We recently featured the article A Different Kind of Catastrophe - Something Wicked This Way Comes by Dennis Cox where he lays out the evidence for impacts that don't conform to the usual crater formations. The following is part of an exchange we had with Dennis on this topic of mutual interest, and the problem of malfeasance in the Earth sciences towards catastrophic events. The interested reader may want to follow up on the suggestion offered at the bottom.

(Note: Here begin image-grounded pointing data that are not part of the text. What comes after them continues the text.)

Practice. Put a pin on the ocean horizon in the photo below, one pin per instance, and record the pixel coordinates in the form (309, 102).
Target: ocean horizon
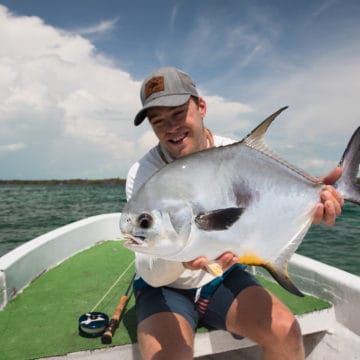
(31, 208)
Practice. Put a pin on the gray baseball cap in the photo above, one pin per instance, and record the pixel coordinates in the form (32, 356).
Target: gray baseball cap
(166, 86)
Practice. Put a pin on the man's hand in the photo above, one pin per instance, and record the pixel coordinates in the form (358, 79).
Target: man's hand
(331, 200)
(225, 260)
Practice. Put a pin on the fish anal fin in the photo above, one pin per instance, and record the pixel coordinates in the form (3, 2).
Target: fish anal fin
(220, 219)
(283, 279)
(279, 274)
(214, 268)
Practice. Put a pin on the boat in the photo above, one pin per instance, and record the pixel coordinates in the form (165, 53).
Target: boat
(331, 330)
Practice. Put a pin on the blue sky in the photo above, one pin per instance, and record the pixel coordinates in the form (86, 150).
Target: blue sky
(71, 73)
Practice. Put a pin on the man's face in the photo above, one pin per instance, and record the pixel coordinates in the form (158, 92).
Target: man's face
(180, 129)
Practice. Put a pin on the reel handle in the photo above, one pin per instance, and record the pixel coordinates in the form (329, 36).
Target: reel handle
(106, 337)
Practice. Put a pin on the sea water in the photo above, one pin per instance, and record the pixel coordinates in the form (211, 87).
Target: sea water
(27, 211)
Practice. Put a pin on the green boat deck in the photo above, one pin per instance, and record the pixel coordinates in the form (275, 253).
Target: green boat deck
(43, 320)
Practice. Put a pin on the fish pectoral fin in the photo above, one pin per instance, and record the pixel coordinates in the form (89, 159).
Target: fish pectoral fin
(220, 219)
(282, 277)
(214, 268)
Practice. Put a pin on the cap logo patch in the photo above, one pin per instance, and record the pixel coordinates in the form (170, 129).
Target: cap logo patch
(154, 85)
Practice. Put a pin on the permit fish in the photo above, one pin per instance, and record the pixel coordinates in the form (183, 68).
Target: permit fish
(240, 198)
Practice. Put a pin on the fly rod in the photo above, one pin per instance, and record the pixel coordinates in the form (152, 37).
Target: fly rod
(106, 337)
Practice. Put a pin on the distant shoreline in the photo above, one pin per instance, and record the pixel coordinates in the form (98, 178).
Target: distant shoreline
(112, 181)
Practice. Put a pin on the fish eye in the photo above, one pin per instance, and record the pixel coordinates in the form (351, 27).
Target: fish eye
(145, 221)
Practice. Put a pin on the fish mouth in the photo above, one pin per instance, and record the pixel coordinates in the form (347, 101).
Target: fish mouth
(135, 240)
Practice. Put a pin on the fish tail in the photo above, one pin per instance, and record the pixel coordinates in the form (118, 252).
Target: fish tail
(347, 184)
(280, 274)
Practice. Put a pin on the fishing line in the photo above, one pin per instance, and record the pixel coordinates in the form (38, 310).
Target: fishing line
(113, 285)
(94, 323)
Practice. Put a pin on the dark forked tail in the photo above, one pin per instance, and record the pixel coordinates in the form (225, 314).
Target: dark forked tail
(347, 184)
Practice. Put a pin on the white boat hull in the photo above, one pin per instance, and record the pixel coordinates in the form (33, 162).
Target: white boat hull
(329, 334)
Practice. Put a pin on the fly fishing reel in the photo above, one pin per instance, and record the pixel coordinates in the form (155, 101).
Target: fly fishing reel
(93, 324)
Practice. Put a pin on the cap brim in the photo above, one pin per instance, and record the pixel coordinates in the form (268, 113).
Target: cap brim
(166, 100)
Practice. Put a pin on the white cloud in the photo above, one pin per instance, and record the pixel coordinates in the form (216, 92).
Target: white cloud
(11, 147)
(102, 27)
(55, 87)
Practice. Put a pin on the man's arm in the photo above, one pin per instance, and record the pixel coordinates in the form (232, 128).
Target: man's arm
(331, 200)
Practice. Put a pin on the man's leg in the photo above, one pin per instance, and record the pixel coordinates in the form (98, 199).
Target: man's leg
(167, 319)
(165, 336)
(257, 314)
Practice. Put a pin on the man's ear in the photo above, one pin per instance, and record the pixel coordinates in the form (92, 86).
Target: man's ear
(202, 107)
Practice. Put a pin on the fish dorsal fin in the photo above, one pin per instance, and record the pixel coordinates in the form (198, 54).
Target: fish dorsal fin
(255, 140)
(220, 219)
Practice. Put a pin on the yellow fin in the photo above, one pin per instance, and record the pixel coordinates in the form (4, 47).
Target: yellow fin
(214, 268)
(251, 259)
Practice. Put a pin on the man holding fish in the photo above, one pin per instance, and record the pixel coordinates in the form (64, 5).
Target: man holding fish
(173, 297)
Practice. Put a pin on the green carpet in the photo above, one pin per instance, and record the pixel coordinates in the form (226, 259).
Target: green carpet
(43, 320)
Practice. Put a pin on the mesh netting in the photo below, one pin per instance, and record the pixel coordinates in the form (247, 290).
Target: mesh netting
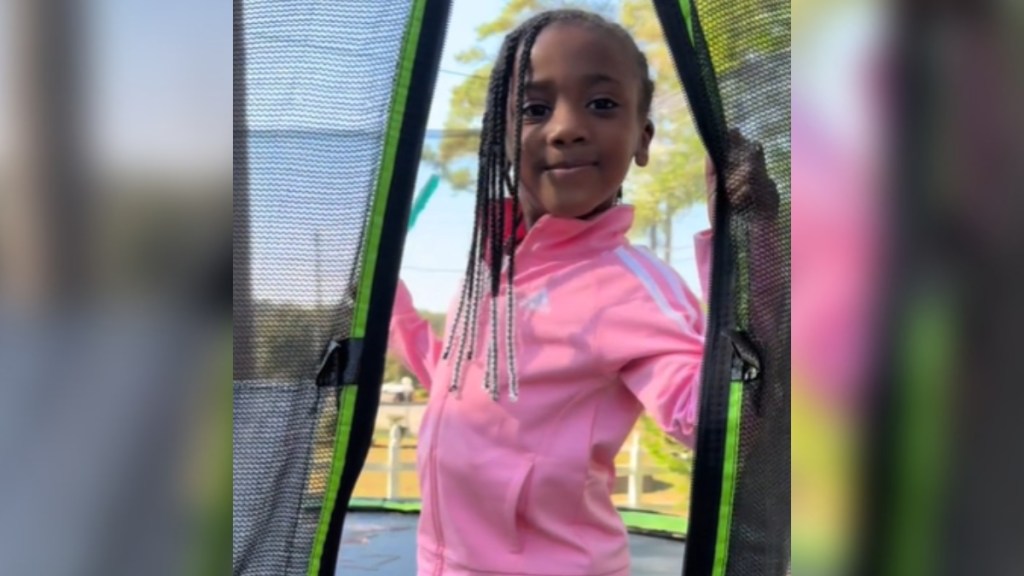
(315, 92)
(749, 42)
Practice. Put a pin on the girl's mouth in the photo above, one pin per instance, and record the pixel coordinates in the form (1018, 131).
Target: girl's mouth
(570, 168)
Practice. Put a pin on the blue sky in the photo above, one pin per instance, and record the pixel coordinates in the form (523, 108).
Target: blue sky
(436, 249)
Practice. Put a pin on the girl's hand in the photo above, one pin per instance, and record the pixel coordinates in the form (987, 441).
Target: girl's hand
(747, 180)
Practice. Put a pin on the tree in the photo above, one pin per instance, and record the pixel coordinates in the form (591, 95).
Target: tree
(674, 179)
(454, 159)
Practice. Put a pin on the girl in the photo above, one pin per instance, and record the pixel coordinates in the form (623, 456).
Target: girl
(563, 333)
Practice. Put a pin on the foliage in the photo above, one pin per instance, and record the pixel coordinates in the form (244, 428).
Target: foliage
(666, 452)
(672, 181)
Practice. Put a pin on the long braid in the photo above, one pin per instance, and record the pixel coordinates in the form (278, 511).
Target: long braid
(489, 245)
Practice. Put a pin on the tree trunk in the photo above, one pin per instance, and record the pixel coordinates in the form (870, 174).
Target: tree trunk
(668, 237)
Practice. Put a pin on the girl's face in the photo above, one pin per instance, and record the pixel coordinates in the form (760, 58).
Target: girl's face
(581, 122)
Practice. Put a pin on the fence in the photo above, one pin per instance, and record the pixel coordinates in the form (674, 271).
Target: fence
(635, 471)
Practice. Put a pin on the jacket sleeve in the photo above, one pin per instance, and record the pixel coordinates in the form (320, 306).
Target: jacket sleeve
(656, 340)
(412, 339)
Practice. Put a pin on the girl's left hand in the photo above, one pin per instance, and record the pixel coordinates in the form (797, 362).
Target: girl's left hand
(747, 181)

A couple of years ago, as a hobby, and pastime, I set out to see if I could work out a better way of identifying potential sites to go meteorite hunting. I had learned to do battle damage assessment from aerial reconnaissance photos a long time ago in the Army and the blast damage, and ground effects from an explosive event, are pretty much the same, no matter what the source of the explosion might be. It's only a question of scale, and explosive force. Visually, there is very little difference in the appearance of a bomb crater, and an impact crater of the same size. So the military style forensic technique of reading the patterns of movement in the emplacement of blast effected materials on the ground applies well in the search for potential impact related geology. The quality of the image data now commonly available to anyone with a good PC, an internet connection, and a copy of Google Earth, is excellent. In the past five years, the publicly available image data has really come into its own. And today's 21st century satellite imagery allows us to study the surface of the Earth at a level of detail our fathers could never have imagined.
Almost a century ago, using aerial photography, a geologist named Harlan Bretz noticed evidence for the mega-floods that sculpted the Grande Coulee, and the 'Channeled Scablands' of eastern Washington. What he had found, were the patterns of fluid flow, like the ripples you see in the sedimentary deposits of a stream bed, but these 'ripples' are hundreds of feet high. He saw them as empirical evidence of a major catastrophic flood event, on a scale that the standard theorists of his day thought was inconceivable.